Businesses are affected by developments in the world economy as never before. The effects of economic change are felt by firms as the plan for the short and long-term. But the best firms plan in increasingly sophisticated ways. This section looks at how some businesses make use of macro-economic data to optimise the effectiveness of their decision-making.
Effective analysis of economic developments means a three-stage process where the firm:
identifies the general impact of change on businesses
narrows the analysis to the firm's operating environment
only then, focuses in on the impact on the firm itself.
An identical macro-economic change can have radically different effects on different companies.
Let's illustrate this by referring to just one aspect of the macro-economy: economic growth itself:
The principal macro-economic indicator is to most analysts and planners the level of economic growth. Confidence among consumers and businesses tends to be stronger during periods of growth, of course. Company profits tend to grow more rapidly at these times; household incomes tend to rise, with resulting positive effects on consumer spending; and, because of the strength of corporate and consumer confidence, longer-term investment and expenditure plans tend to be brought forward or initiated.
But note the use of the phrase, 'tend to'...

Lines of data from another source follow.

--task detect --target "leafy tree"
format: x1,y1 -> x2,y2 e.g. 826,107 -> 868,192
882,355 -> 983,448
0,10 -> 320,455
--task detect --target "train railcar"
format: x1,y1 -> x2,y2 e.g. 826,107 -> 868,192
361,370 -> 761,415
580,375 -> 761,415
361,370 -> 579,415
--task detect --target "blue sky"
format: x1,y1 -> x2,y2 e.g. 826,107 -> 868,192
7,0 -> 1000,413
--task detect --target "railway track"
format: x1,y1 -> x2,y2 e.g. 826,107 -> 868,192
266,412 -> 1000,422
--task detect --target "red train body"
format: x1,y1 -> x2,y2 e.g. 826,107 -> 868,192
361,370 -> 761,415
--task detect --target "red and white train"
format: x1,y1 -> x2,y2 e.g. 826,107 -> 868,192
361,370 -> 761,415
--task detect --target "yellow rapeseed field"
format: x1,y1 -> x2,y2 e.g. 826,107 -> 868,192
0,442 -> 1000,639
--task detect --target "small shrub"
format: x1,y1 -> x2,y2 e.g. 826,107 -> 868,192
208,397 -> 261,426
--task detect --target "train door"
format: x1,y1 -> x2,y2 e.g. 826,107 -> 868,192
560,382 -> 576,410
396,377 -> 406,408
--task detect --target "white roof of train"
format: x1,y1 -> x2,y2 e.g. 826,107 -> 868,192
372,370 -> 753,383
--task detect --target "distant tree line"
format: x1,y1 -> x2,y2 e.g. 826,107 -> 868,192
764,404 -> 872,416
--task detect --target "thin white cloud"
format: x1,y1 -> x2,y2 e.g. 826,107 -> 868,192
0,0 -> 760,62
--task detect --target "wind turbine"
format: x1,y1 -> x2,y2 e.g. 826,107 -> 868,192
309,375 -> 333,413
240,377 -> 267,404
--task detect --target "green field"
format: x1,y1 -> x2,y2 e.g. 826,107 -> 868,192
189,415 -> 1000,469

The relationship between economic growth and consumer spending, or business profitability is not inevitable. Certain sectors of the economy are more closely linked to changes in economic growth than others. So-called 'pro-cyclical' firms and industries benefit from higher income elasticities of demand. The effect of this is that these firms and industries often experience faster growth in demand for their products and services, than occurs in the overall economy.
So, economic growth is one of the most important elements of macro-economic change. Can you identify some of the others?